L’esuberanza di Russo non sempre, però, è forza pronta allo scontro. Così come ciò che può sembrare timidezza e cedimento in Capitini non è tendenza alla resa. Semmai, per certi aspetti, è il contrario nell’un caso e nell’altro. Più incline ad adeguarsi alle circostanze politiche Russo, che in buona sostanza passa senza danni attraverso il fascismo; nessun cedimento da parte di Capitini, che perciò fu allontanato dalla segreteria della Scuola Normale avendo rifiutato la tessera del Partito fascista e successivamente conobbe perfino il carcere.

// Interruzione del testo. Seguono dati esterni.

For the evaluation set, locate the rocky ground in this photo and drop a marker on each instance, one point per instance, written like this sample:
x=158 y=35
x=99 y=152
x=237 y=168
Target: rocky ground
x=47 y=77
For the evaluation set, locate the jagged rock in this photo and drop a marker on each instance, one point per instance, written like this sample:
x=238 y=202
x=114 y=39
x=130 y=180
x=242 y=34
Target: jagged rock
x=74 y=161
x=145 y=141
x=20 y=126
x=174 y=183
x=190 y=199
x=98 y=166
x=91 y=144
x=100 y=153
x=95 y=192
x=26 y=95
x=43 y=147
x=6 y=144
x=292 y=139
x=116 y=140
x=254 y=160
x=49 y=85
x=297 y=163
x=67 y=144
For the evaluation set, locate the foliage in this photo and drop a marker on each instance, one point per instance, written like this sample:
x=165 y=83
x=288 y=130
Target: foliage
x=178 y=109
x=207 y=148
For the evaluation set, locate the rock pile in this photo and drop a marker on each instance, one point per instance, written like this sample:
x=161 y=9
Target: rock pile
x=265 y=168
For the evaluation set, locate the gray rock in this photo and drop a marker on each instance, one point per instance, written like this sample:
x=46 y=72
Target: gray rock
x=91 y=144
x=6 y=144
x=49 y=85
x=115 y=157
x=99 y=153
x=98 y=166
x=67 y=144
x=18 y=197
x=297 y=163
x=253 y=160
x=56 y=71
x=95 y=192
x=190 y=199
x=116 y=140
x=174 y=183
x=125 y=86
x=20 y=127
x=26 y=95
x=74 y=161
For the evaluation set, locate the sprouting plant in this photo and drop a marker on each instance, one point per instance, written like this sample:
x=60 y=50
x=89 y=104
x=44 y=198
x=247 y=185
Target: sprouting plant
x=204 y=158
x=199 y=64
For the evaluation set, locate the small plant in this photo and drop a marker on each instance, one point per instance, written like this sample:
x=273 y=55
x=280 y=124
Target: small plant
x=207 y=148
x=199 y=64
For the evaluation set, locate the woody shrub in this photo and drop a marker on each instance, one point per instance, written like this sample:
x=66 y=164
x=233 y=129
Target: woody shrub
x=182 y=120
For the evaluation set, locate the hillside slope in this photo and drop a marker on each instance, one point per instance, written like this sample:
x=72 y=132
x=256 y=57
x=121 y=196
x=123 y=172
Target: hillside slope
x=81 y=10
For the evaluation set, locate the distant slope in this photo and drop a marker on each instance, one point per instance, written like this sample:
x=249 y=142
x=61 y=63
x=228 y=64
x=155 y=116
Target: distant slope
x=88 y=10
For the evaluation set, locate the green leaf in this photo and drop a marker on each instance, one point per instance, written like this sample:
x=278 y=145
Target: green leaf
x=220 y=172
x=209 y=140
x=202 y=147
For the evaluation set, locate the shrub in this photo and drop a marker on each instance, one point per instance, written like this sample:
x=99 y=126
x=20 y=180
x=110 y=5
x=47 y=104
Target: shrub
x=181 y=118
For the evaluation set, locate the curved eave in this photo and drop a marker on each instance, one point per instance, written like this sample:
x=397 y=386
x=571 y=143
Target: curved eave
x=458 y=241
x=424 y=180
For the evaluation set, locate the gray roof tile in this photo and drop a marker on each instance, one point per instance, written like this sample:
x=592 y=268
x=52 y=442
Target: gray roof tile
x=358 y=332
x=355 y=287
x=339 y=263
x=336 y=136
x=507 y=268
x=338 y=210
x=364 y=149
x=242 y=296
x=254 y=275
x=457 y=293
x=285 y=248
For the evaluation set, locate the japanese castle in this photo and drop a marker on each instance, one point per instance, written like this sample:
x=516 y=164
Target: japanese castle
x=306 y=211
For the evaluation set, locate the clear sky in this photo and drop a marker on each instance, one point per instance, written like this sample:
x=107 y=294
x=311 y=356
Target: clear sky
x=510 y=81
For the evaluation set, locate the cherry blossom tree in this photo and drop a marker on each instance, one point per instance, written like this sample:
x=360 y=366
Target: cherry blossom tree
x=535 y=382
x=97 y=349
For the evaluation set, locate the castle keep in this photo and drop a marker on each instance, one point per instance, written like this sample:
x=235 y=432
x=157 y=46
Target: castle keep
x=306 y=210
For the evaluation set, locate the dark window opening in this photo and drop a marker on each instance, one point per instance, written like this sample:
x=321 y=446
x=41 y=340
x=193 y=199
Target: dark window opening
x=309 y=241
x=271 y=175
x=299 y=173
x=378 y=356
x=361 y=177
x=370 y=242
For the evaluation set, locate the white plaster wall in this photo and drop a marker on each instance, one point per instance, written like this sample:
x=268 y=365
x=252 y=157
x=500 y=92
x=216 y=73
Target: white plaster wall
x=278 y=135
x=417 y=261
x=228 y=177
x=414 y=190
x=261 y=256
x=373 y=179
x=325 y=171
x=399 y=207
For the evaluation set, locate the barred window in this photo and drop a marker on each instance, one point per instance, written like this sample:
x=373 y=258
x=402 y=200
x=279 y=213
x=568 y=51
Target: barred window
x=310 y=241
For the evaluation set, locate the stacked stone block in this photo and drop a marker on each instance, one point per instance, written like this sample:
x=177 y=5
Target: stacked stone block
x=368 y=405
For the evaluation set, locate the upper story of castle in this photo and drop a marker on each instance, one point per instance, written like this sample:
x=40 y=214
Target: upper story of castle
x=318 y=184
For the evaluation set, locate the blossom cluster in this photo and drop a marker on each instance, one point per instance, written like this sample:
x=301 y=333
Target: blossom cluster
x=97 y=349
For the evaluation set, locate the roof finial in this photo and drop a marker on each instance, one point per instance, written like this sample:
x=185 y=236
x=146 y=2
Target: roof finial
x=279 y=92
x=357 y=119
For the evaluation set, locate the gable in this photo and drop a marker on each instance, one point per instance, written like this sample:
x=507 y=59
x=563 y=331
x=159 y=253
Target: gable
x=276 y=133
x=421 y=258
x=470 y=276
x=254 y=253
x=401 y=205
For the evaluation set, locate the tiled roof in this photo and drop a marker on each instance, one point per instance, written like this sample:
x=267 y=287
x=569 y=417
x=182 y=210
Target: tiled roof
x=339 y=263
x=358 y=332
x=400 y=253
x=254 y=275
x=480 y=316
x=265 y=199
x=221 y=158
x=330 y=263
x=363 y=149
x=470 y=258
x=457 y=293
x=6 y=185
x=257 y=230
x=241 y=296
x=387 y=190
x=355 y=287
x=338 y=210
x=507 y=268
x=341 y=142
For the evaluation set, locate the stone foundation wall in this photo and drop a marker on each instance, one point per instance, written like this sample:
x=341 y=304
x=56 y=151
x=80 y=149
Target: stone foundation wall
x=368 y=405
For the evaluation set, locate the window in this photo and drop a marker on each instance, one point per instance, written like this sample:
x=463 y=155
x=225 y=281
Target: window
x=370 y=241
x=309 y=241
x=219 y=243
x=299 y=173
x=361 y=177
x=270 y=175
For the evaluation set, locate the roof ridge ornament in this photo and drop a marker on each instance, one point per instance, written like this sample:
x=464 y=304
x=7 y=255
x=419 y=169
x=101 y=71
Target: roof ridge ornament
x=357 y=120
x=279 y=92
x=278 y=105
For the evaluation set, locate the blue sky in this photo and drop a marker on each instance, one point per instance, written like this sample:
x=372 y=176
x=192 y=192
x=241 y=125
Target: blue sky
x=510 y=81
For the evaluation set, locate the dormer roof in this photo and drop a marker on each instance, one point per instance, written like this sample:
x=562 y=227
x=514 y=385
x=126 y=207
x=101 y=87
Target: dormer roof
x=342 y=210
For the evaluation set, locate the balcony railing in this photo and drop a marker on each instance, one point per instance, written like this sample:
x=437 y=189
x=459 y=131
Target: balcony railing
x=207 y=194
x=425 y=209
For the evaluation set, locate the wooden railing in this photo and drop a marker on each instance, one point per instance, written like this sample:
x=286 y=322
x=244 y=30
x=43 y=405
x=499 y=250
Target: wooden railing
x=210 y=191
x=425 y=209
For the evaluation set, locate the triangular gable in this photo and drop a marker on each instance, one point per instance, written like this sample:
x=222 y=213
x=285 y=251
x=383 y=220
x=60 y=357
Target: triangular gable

Furono entrambi diversamente antifascisti e anticlericali e pagarono sia durante il fascismo sia dopo. Dopo, a Russo fu tolta la direzione della Scuola Normale di Pisa dal ministro democristiano Guido Gonella dopo che lo studioso aveva aderito al Partito comunista e a Capitini dallo stesso ministro l’incarico che aveva a Perugia all’Università per stranieri. A conferma del fatto che Russo cercasse poi un modus vivendi col “nemico”, come aveva fatto durante il fascismo, c’è il suo giudizio sul ministro democristiano: “grazie a Gonella, si comincia a studiare sul serio” (lettera dell’11.XI.1949).
Eppure, sostengono i due curatori del carteggio, Russo e Capitini erano d’accordo su molte cose non irrilevanti, al punto di poter dire che fra i due ci fosse una sorta di “concordia discors”. Interessi comuni erano la difesa della scuola pubblica, l’anticlericalismo e l’antifascismo.
Il carteggio risulta asimmetrico. Più innervato di giudizi e informazioni sui fatti e sulle persone quello di Russo, più legato alle cose proprie quello di Capitini. Dalle lettere di Russo vien fuori la personalità di un uomo forte e di uno studioso molto sicuro di sé. Ironico e tranciante. Alcuni esempi gustosi, se così si può dire. Di Giorgio Colli, traduttore di Nietzsche, che veniva raccomandato da un politico democristiano per un incarico di insegnamento, oltre che liquidarlo con “un certo Colli”, dice: “si era presentato a casa mia e mi aveva fatto una pessima impressione” (lettera del 22 marzo 1949). E a proposito di Silvio Pellegrini, docente di letteratura italiana a Heilderberg, dice che è un “poverissimo in sé, [e che] non può che sprofondare ancora più in basso” (lettera dell’11.XI.1949). “A Pisa, tutte le torri sono pendenti” dice metaforicamente nella stessa lettera. Da questa sua tendenza a picconare certo non si nasconde. “Non so degli umori della Scuola Normale; credo che vi domini sempre il regime clerico-massonico, perché io son sempre pessimista” dice nella lettera del 16.10.1959.
Di tutt’altra tempra Capitini, il quale dimostra di essere un vulcano di idee e di iniziative. Al Russo doveva apparire come un visionario, un mistico, un “fra Ginepro”, da associare a Giorgio La Pira (lettera del 16.V.1949). Invece Capitini è tanto mite e rispettoso all’esterno quanto forte e coerente all’interno. Uno che non mollava. Studioso e autore di opere fondamentali fra religione e sociologia, egli ha dato vita a numerose iniziative politiche in favore del vegetarismo e della nonviolenza. Fra le tante, la Marcia per la pace e la fratellanza dei popoli, che si tiene a distanza variabile di anni da Perugia (città di Capitini) ad Assisi (città di San Francesco), di cui quest’anno si è celebrato il 60° anniversario.